Arrow enables large amounts of data to be processed and moved quickly. It is a specific data format that stores data in a columnar memory layout. This provides several significant advantages:

Arrow’s standard format allows zero-copy reads which removes virtually all serialization overhead.
Arrow is language-agnostic so it supports different programming languages.
Arrow is column-oriented so it is faster at querying and processing slices or columns of data.
Arrow allows for copy-free hand-offs to standard machine learning tools such as NumPy, Pandas, PyTorch, and TensorFlow.
Arrow supports many, possibly nested, column types.

Memory-mapping

🤗 Datasets uses Arrow for its local caching system. It allows datasets to be backed by an on-disk cache, which is memory-mapped for fast lookup. This architecture allows for large datasets to be used on machines with relatively small device memory.

For example, loading the full English Wikipedia dataset only takes a few MB of RAM:

>>> import os; import psutil; import timeit
>>> from datasets import load_dataset

# Process.memory_info is expressed in bytes, so convert to megabytes 
>>> mem_before = psutil.Process(os.getpid()).memory_info().rss / (1024 * 1024)
>>> wiki = load_dataset("wikipedia", "20220301.en", split="train")
>>> mem_after = psutil.Process(os.getpid()).memory_info().rss / (1024 * 1024)

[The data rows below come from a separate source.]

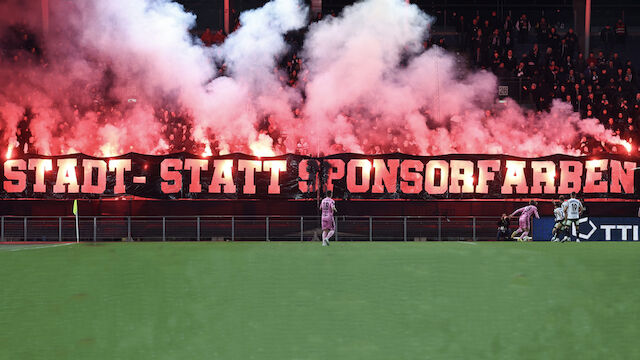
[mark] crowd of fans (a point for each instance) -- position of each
(549, 65)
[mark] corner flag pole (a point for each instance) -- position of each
(75, 212)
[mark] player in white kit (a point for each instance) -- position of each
(328, 207)
(572, 209)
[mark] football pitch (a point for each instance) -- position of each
(302, 301)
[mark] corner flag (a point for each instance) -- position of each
(75, 212)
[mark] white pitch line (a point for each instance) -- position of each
(31, 247)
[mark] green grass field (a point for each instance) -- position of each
(302, 301)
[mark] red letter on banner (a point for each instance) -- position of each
(249, 167)
(40, 166)
(548, 177)
(336, 172)
(276, 167)
(460, 171)
(67, 175)
(624, 178)
(120, 166)
(352, 184)
(570, 180)
(196, 166)
(385, 177)
(89, 165)
(515, 176)
(303, 174)
(172, 179)
(593, 178)
(485, 175)
(407, 176)
(430, 177)
(17, 179)
(222, 175)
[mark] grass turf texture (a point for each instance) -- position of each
(303, 301)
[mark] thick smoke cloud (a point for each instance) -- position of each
(113, 76)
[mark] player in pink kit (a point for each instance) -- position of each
(524, 221)
(328, 207)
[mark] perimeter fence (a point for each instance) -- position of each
(245, 228)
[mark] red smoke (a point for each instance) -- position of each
(115, 76)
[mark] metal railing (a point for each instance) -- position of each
(243, 228)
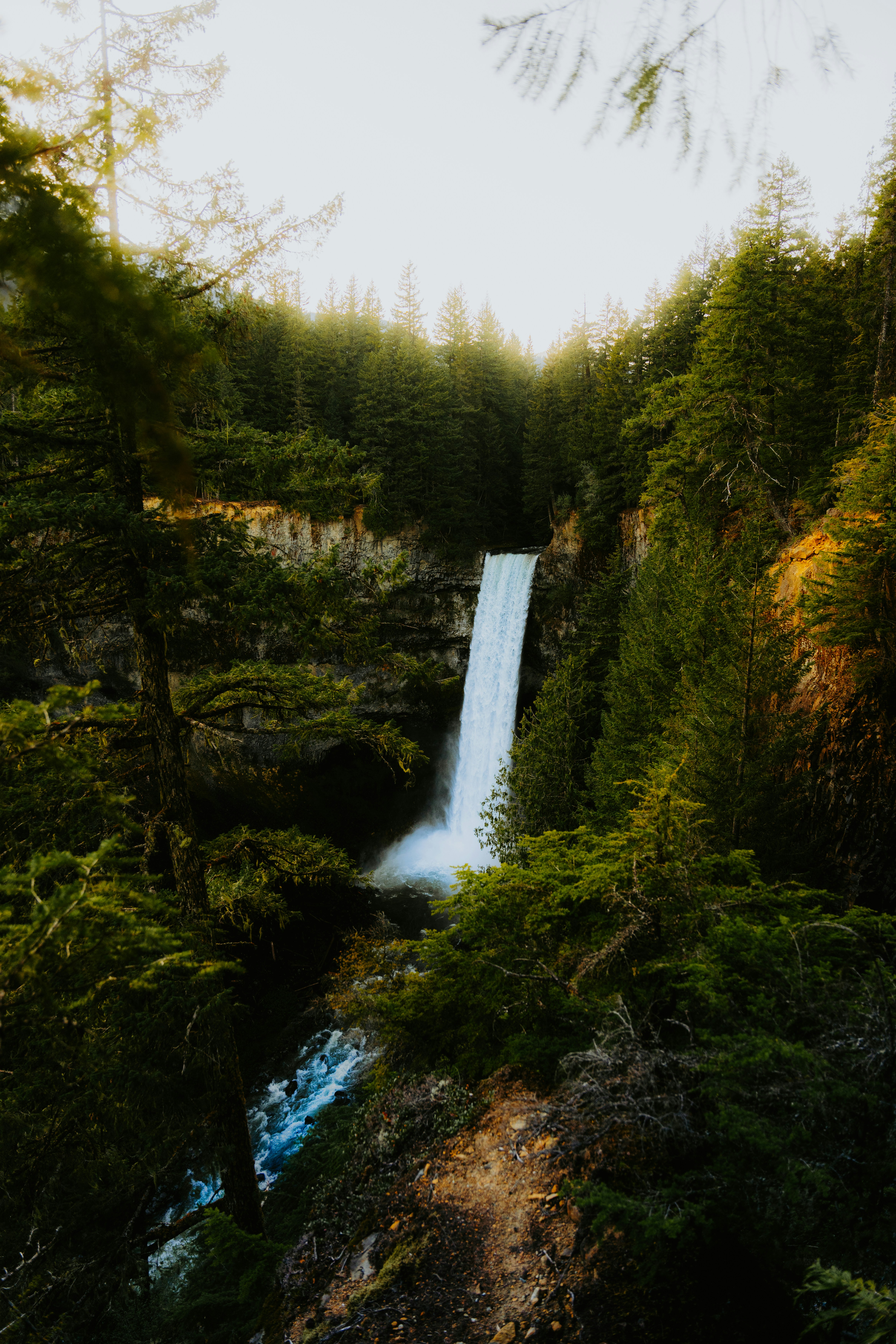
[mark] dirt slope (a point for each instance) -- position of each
(478, 1245)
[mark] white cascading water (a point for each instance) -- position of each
(487, 729)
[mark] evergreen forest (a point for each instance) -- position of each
(687, 941)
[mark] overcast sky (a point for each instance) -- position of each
(398, 105)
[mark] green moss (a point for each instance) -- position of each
(408, 1253)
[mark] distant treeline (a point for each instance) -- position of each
(768, 349)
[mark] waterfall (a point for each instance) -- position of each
(432, 850)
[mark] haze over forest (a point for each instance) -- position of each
(631, 1077)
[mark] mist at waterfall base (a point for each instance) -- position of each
(331, 1061)
(438, 846)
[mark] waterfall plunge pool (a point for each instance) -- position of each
(425, 859)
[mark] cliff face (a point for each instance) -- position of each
(854, 803)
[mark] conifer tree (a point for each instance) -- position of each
(408, 314)
(107, 100)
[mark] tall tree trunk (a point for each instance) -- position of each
(745, 713)
(880, 381)
(171, 771)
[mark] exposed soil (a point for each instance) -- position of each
(479, 1245)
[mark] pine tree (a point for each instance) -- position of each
(408, 314)
(754, 416)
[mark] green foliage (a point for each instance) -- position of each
(53, 791)
(543, 787)
(858, 1300)
(250, 873)
(310, 474)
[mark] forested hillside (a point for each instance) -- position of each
(687, 941)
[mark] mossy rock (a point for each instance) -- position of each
(408, 1253)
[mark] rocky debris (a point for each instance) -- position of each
(469, 1246)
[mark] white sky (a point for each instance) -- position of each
(397, 104)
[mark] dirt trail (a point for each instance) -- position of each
(476, 1246)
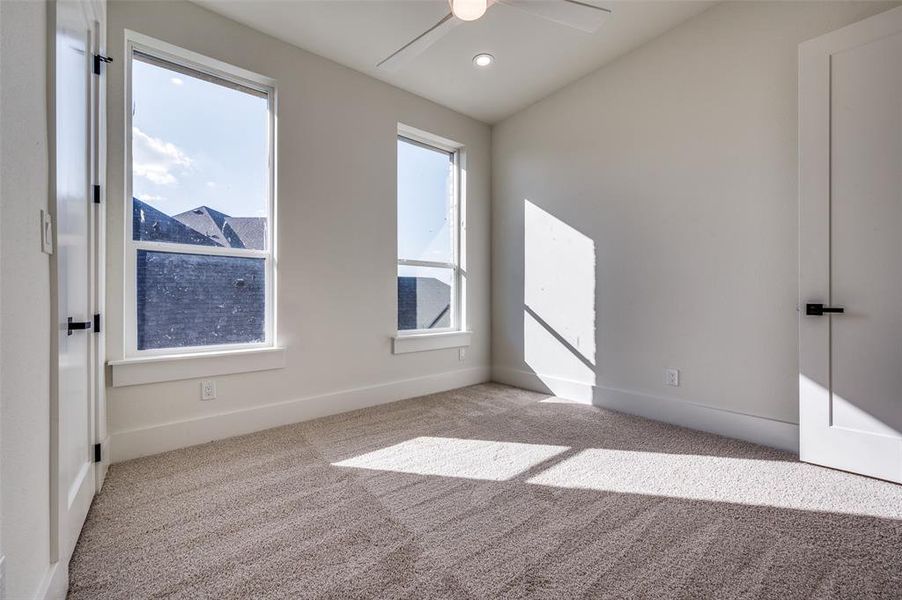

>>> print(f"RAM memory used: {(mem_after - mem_before)} MB")
RAM memory used: 50 MB

This is possible because the Arrow data is actually memory-mapped from disk, and not loaded in memory. Memory-mapping allows access to data on disk, and leverages virtual memory capabilities for fast lookups.

Performance

Iterating over a memory-mapped dataset using Arrow is fast. Iterating over Wikipedia on a laptop gives you speeds of 1-3 Gbit/s:

>>> s = """batch_size = 1000
... for i in range(0, len(wiki), batch_size):
...     batch = wiki[i:i + batch_size]
... """

>>> time = timeit.timeit(stmt=s, number=1, globals=globals())
>>> print(f"Time to iterate over the {wiki.dataset_size >> 30} GB dataset: {time:.1f} sec, "
...       f"ie. {float(wiki.dataset_size >> 27)/time:.1f} Gb/s")
Time to iterate over the 18 GB dataset: 70.5 sec, ie. 2.1 Gb/s

You can obtain the best performance by accessing slices of data (or “batches”), in order to reduce the amount of lookups on disk.